Commit 7d511d6428

Niles Salter <Validark@pm.me>
2023-06-22 19:32:28
[heapsort] Protect against integer overflow
(Firstly, I changed `n` to `b`, as that is less confusing. It's not a length, it's a right boundary.) The invariant maintained is `cur < b`. In the worst case `2*cur + 1` results in a maximum of `2b`. Since `2b` is not guaranteed to be lower than `maxInt`, we have to add one overflow check to `siftDown` to make sure we avoid undefined behavior. LLVM also seems to have a nicer time compiling this version of the function. It is about 2x faster in my tests (I think LLVM was stumped by the `child += @intFromBool` line), and adding/removing the overflow check has a negligible performance difference on my machine. Of course, we could check `2b <= maxInt` in the parent function, and dispatch to a version of the function without the overflow check in the common case, but that probably is not worth the code size just to eliminate a single instruction.
1 parent c608967
Changed files (1)
lib
lib/std/sort.zig
@@ -36,6 +36,8 @@ pub fn insertion(
 /// O(1) memory (no allocator required).
 /// Sorts in ascending order with respect to the given `lessThan` function.
 pub fn insertionContext(a: usize, b: usize, context: anytype) void {
+    assert(a <= b);
+
     var i = a + 1;
     while (i < b) : (i += 1) {
         var j = i;
@@ -73,6 +75,7 @@ pub fn heap(
 /// O(1) memory (no allocator required).
 /// Sorts in ascending order with respect to the given `lessThan` function.
 pub fn heapContext(a: usize, b: usize, context: anytype) void {
+    assert(a <= b);
     // build the heap in linear time.
     var i = a + (b - a) / 2;
     while (i > a) {
@@ -89,22 +92,33 @@ pub fn heapContext(a: usize, b: usize, context: anytype) void {
     }
 }
 
-fn siftDown(a: usize, root: usize, n: usize, context: anytype) void {
-    var node = root;
+fn siftDown(a: usize, target: usize, b: usize, context: anytype) void {
+    var cur = target;
     while (true) {
-        var child = a + 2 * (node - a) + 1;
-        if (child >= n) break;
+        // When we don't overflow from the multiply below, the following expression equals (2*cur) - (2*a) + a + 1
+        // The `+ a + 1` is safe because:
+        //  for `a > 0` then `2a >= a + 1`.

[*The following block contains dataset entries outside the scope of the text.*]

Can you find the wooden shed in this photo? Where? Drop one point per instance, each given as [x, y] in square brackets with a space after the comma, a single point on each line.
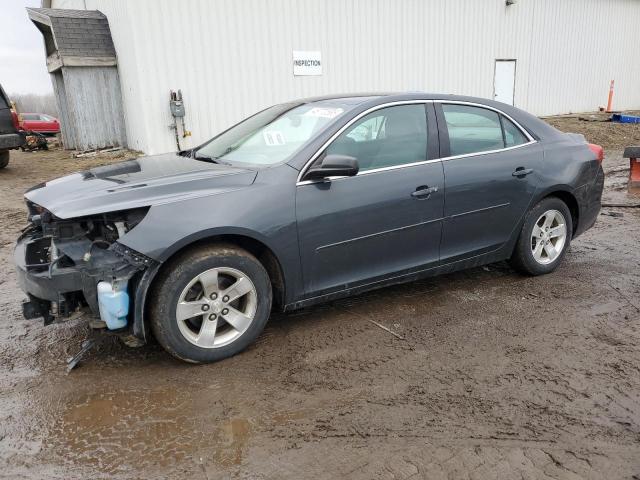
[82, 62]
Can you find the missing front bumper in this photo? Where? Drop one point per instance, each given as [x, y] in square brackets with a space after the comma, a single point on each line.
[56, 292]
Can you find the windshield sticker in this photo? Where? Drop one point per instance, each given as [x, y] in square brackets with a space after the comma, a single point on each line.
[273, 138]
[324, 112]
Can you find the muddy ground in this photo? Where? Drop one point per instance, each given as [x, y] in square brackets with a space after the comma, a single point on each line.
[495, 375]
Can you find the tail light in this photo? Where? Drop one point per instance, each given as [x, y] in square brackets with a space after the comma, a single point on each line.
[598, 150]
[16, 122]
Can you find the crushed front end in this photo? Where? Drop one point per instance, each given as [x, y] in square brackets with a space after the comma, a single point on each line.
[73, 265]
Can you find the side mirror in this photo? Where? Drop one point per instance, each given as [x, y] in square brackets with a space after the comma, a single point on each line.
[334, 166]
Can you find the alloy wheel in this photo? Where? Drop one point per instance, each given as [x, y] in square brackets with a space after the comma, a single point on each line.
[548, 237]
[216, 307]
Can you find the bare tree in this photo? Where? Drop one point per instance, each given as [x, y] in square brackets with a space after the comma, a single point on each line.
[34, 103]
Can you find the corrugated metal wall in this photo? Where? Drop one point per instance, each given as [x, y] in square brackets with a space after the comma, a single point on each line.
[233, 57]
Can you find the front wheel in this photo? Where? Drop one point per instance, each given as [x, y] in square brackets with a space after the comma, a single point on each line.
[544, 238]
[210, 304]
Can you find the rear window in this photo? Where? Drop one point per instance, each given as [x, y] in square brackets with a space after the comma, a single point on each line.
[476, 129]
[512, 135]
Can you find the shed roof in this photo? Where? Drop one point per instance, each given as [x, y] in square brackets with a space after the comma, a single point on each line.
[75, 33]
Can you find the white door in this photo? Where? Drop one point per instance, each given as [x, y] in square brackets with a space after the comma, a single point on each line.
[505, 81]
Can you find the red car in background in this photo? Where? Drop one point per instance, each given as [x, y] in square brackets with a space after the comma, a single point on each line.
[40, 123]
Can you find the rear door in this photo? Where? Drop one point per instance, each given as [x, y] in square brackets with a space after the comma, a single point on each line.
[386, 220]
[6, 120]
[491, 168]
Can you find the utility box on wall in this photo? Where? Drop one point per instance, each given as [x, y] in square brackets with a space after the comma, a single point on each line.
[82, 62]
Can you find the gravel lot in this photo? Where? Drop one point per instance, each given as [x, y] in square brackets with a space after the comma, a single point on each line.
[492, 374]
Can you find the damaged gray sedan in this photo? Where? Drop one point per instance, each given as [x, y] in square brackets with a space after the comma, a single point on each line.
[299, 204]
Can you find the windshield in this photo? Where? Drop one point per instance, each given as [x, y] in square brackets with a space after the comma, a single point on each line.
[273, 135]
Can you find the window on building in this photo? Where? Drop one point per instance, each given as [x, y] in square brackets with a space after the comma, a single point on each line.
[387, 137]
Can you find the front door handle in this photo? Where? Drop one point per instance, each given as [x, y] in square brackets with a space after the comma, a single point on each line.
[522, 172]
[424, 192]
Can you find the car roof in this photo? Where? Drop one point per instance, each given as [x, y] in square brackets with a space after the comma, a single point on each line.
[536, 127]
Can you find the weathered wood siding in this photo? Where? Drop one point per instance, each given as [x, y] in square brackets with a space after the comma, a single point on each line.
[94, 108]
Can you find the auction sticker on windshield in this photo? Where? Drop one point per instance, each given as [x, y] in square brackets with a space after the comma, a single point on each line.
[324, 112]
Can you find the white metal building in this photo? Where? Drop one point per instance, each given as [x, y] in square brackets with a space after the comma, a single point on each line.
[231, 58]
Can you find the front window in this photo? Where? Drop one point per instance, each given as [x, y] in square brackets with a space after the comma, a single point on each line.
[273, 135]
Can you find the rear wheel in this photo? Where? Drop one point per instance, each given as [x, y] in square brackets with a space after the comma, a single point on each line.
[4, 158]
[544, 238]
[211, 304]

+        //  for `a = 0`, the expression equals `2*cur+1`. `2*cur` is an even number, therefore adding 1 is safe.
+        var child = (math.mul(usize, cur - a, 2) catch break) + a + 1;
+
+        // stop if we overshot the boundary
+        if (!(child < b)) break;
 
-        // choose the greater child.
-        child += @intFromBool(child + 1 < n and context.lessThan(child, child + 1));
+        // `next_child` is at most `b`, therefore no overflow is possible
+        const next_child = child + 1;
+
+        // store the greater child in `child`
+        if (next_child < b and context.lessThan(child, next_child)) {
+            child = next_child;
+        }
 
-        // stop if the invariant holds at `node`.
-        if (!context.lessThan(node, child)) break;
+        // stop if the Heap invariant holds at `cur`.
+        if (context.lessThan(child, cur)) break;
 
-        // swap `node` with the greater child,
+        // swap `cur` with the greater child,
         // move one step down, and continue sifting.
-        context.swap(node, child);
-        node = child;
+        context.swap(child, cur);
+        cur = child;
     }
 }